[WEB4LIB] Re: FW: LJ: ALA Prez-Elect Gorman on the "Blog People"

K.G. Schneider kgs at bluehighways.com
Fri Feb 25 10:22:04 EST 2005


> BTW, the Library Journal piece mentions, "...my sin lay in suggesting
> that Google is OK at giving access to random bits of information but
> would be terrible at giving access to the recorded knowledge that is the
> substance of scholarly books."  (From the original L.A. Times piece,
> it's clear the problem is really presenting snippets of books out of
> context, or somehow getting the books in the wrong order: "The books in
> great libraries are much more than the sum of their parts. They are
> designed to be read sequentially and cumulatively, so that the reader
> gains knowledge in the reading.")
> 
> Funny, I don't recall any vitriol being thrown about when Roy Tennant
> wrote: "Google hype to the contrary...Large research libraries that
> never weed their collections as a matter of policy end up with lots of
> outdated, useless material. Join this with blind, wholesale
> digitization, and it's clear we will soon find ourselves in a world
> where incorrect, dated information trumps current, accurate information
> through circumstance." <http://www.libraryjournal.com/article/CA502014>
> 
> Maybe it's all in how you say it.

If I don't get off the computer I'm going to end up going to my board
meeting in my bathrobe.
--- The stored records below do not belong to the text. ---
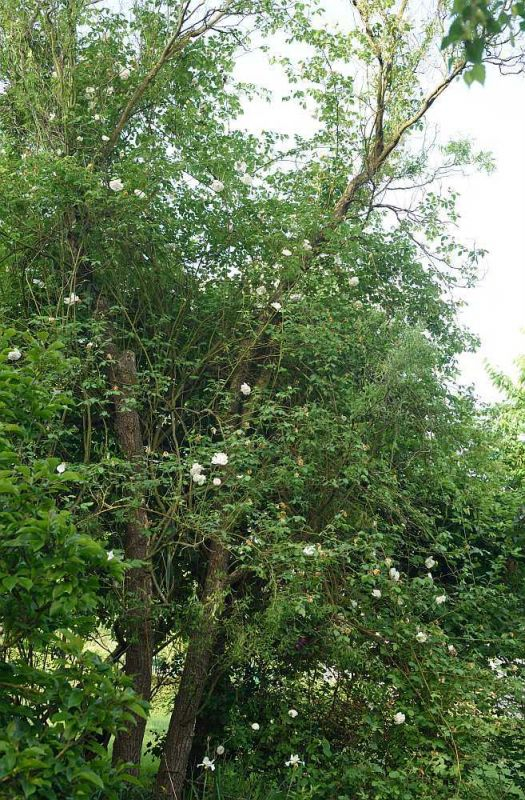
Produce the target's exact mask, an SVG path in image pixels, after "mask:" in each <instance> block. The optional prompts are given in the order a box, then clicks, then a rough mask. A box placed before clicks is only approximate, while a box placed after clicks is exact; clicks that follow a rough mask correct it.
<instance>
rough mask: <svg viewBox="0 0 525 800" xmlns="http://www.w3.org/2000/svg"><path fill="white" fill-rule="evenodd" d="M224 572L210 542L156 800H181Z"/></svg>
mask: <svg viewBox="0 0 525 800" xmlns="http://www.w3.org/2000/svg"><path fill="white" fill-rule="evenodd" d="M227 569H228V550H227V548H226V547H224V545H222V544H221V543H220V542H212V544H211V546H210V554H209V559H208V570H207V574H206V580H205V584H204V589H203V593H202V610H201V618H200V620H199V623H198V625H197V627H196V629H195V631H194V633H193V635H192V637H191V639H190V643H189V645H188V652H187V654H186V661H185V663H184V670H183V672H182V676H181V681H180V686H179V691H178V692H177V697H176V698H175V704H174V706H173V711H172V714H171V719H170V724H169V727H168V733H167V736H166V742H165V745H164V752H163V756H162V759H161V763H160V766H159V771H158V774H157V783H156V797H157V798H159V800H160V798H162V800H166V798H169V800H181V798H182V791H183V786H184V781H185V778H186V770H187V767H188V759H189V756H190V751H191V748H192V744H193V737H194V733H195V723H196V720H197V714H198V712H199V707H200V704H201V700H202V696H203V692H204V688H205V685H206V678H207V675H208V669H209V665H210V660H211V657H212V653H213V649H214V644H215V641H216V638H217V635H218V631H219V625H220V617H221V613H222V610H223V606H224V592H225V588H226V584H227Z"/></svg>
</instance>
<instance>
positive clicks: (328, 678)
mask: <svg viewBox="0 0 525 800" xmlns="http://www.w3.org/2000/svg"><path fill="white" fill-rule="evenodd" d="M338 677H339V675H338V673H337V670H336V669H334V668H333V667H326V669H325V671H324V672H323V680H324V682H325V683H327V684H328V686H332V687H333V686H335V685H336V683H337V679H338Z"/></svg>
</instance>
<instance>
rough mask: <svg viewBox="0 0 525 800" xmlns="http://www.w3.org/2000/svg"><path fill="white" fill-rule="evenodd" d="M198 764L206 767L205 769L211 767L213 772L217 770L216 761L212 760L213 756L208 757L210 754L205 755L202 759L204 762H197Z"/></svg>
mask: <svg viewBox="0 0 525 800" xmlns="http://www.w3.org/2000/svg"><path fill="white" fill-rule="evenodd" d="M197 766H198V767H204V769H211V771H212V772H213V771H214V770H215V763H214V762H213V761H212V760H211V758H208V756H204V758H203V759H202V764H197Z"/></svg>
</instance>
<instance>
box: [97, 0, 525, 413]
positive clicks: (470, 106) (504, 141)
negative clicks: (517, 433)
mask: <svg viewBox="0 0 525 800" xmlns="http://www.w3.org/2000/svg"><path fill="white" fill-rule="evenodd" d="M426 2H427V0H422V7H423V6H425V5H426ZM106 4H108V5H110V6H113V7H115V6H117V7H120V9H121V10H122V9H123V8H125V7H126V6H128V2H127V0H109V1H108V2H107V3H106ZM327 6H328V8H329V11H328V19H329V21H330V22H336V21H337V19H338V17H340V16H341V13H342V12H343V10H344V16H345V17H347V15H348V4H347V3H342V2H341V0H330V3H327ZM239 75H240V76H241V77H242V79H243V80H246V81H249V82H253V83H256V84H260V85H263V86H266V87H268V88H270V89H271V90H272V91H273V93H274V101H273V102H272V103H271V104H270V105H268V104H266V103H260V102H254V103H251V104H250V106H249V107H248V108H246V114H245V116H244V118H243V120H242V121H241V124H243V125H246V127H248V128H250V129H253V130H255V131H257V130H261V129H263V128H266V129H272V128H274V129H277V130H280V131H282V132H286V133H290V134H293V133H296V132H298V131H300V132H301V133H303V134H305V133H306V132H307V131H308V130H312V129H313V122H312V120H311V119H310V118H309V117H308V115H307V114H306V113H304V112H301V110H300V109H298V108H297V106H290V105H287V104H283V103H281V102H279V100H280V95H281V94H282V92H283V89H284V87H283V86H282V73H281V71H280V70H279V69H277V68H269V67H268V62H267V60H266V58H264V57H262V56H261V55H260V54H258V53H257V52H255V53H253V52H252V53H249V54H246V55H244V56H242V57H241V59H240V61H239ZM429 120H430V121H431V123H432V124H433V125H436V126H437V128H438V129H439V131H440V137H439V138H440V140H441V141H442V142H447V141H449V140H450V139H452V138H468V139H470V140H472V141H473V142H475V143H476V145H477V147H479V149H482V150H489V151H491V152H492V154H493V156H494V158H495V161H496V172H495V173H493V174H492V175H488V176H487V175H482V174H476V175H471V176H470V177H468V178H464V177H458V178H457V179H455V181H454V183H453V185H454V188H455V189H457V190H458V191H459V193H460V195H461V199H460V206H459V208H460V212H461V220H460V225H459V231H458V234H459V237H460V238H461V239H462V241H464V242H465V243H466V244H471V243H473V242H474V243H475V244H476V245H477V246H479V247H483V248H484V249H486V250H488V251H489V252H488V256H487V257H486V259H485V262H484V264H483V267H482V269H483V273H484V277H483V278H482V280H481V281H480V283H479V285H478V286H477V287H476V288H475V289H471V290H468V291H467V292H465V293H463V295H462V297H463V299H465V300H466V301H467V305H466V306H465V308H464V311H463V314H462V319H463V322H464V323H465V324H466V325H467V326H468V327H469V328H470V329H471V330H473V331H474V332H475V333H476V334H477V335H478V336H479V338H480V340H481V346H480V348H479V351H478V352H477V353H475V354H471V355H467V354H465V355H464V356H462V358H461V371H462V379H463V381H464V382H466V383H469V384H473V385H474V386H475V389H476V391H477V392H478V394H479V395H480V396H481V397H482V398H483V399H485V400H493V399H496V398H497V392H496V390H495V389H494V388H493V386H492V385H491V381H490V379H489V377H488V375H487V373H486V370H485V366H484V364H485V362H489V363H490V364H491V365H492V366H493V367H495V368H497V369H500V370H502V371H504V372H506V373H507V374H510V375H516V374H517V370H516V367H515V359H516V358H517V357H518V356H519V355H521V354H525V332H524V329H525V76H505V77H504V76H501V75H500V74H499V73H498V72H497V71H496V70H493V71H490V70H489V74H488V77H487V81H486V83H485V85H484V86H479V85H478V84H476V85H474V86H472V87H470V88H469V87H467V86H466V85H465V83H464V82H463V81H462V80H458V81H457V82H456V84H455V85H454V86H452V87H450V88H449V89H448V90H447V91H446V92H445V94H444V95H443V96H442V97H441V98H440V99H439V100H438V101H437V102H436V104H435V105H434V106H433V108H432V110H431V113H430V114H429Z"/></svg>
But I don't see these quotes as analogous (though I
do agree--this is something suggested in a writing class I'm taking right
now--that it's a good idea not to insult your readers. Writers, take note!).
As I read it, Gorman is saying you have to read books in order or they don't
make sense, and that the content of these books isn't useful when it's a pot
o' data. Tennant is saying that when the trash barge gets larger and filled
with, well, more trash, it gets harder to pick through, particularly (he
didn't say this, I did) when you lack the tools to pre or postcoordinate the
mess. (It's not a trash barge if the good stuff is at the top. It's, well,
it's my living room!)

It may be a difference of degree, but at 250 degrees the cake will fall.